With the launch of Canada's
Political Portal | PoliticsWatch.com, I am offering
into this exciting mix of cutting-edge political communication this
research project on Canadian online political news, submitted to
the Carleton University School of Journalism and Communication to
fulfill the requirements of the Master of Journalism program .
This Master's Research Project explores this new area of political
journalism through quantitative and qualitative research - it is
not a work of journalism in and of itself. This academic research
base is intended to be used as the basis, the launching pad, of
an innovative news business - one that is entirely online.

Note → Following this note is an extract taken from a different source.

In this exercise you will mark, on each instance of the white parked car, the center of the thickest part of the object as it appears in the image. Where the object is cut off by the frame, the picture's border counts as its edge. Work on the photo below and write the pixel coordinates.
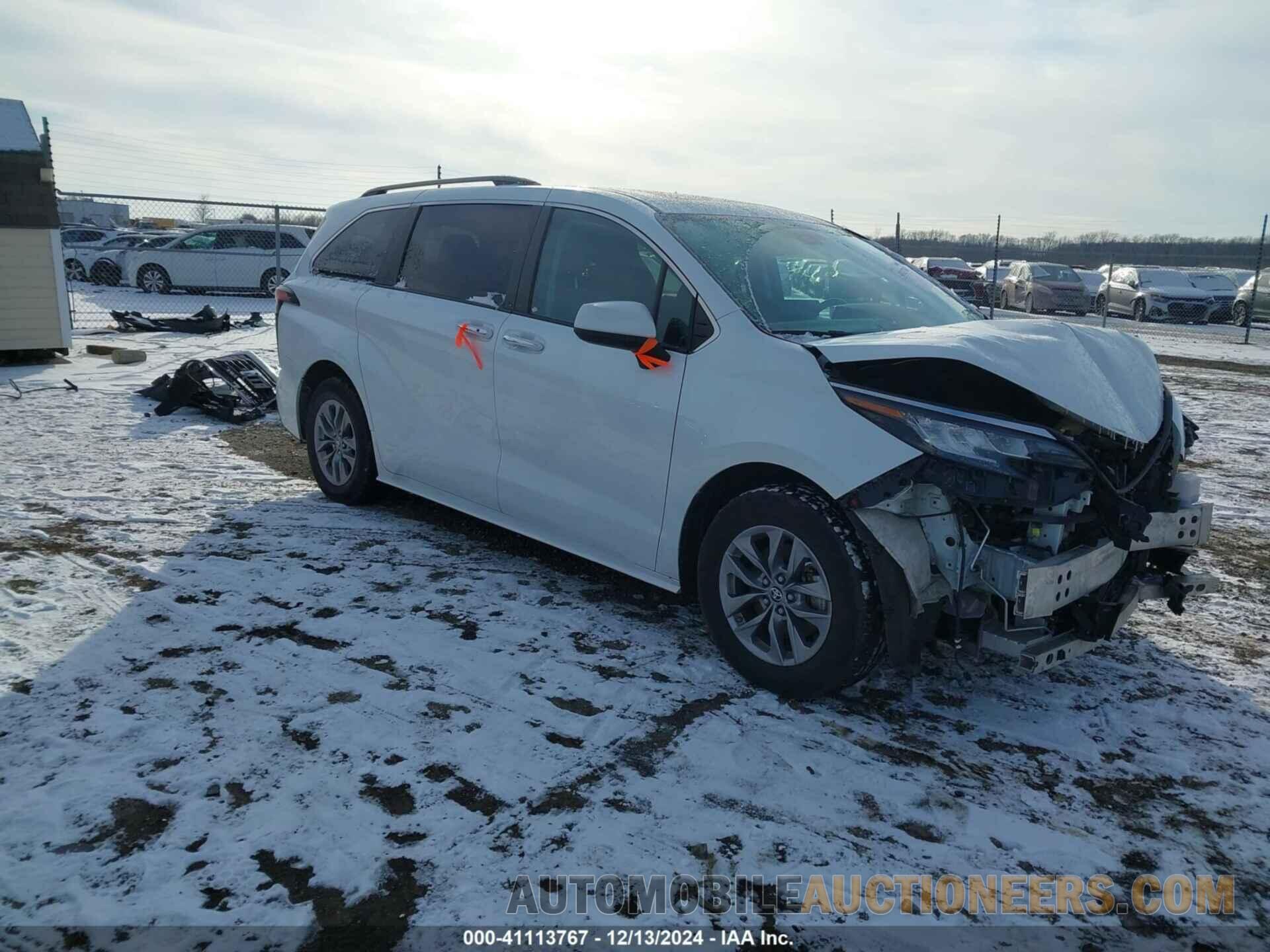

As Canada's Political Portal, PoliticsWatch is firmly positioned
at the forefront of Canadian online political news, offering meta-journalism
to political news consumers and, resources permitting, original
political news content from a new voice and perspective. In offering
a compendium of online voter resources, PoliticsWatch also seeks
to educate voters through primary sources, in addition to offering
content filtered through a journalistic lens.
As Canadians wait with baited breath for Prime Minister Jean Chretien
to call an election, PoliticsWatch stands ready to be part of Canadian
Internet history.
While PoliticsWatch attempts to be at the forefront of a new phenomenon,
the academic research base upon which it is built captures only
a fleeting moment in time. As with every facet of emerging communications
technologies, rapid obsolescence is expected.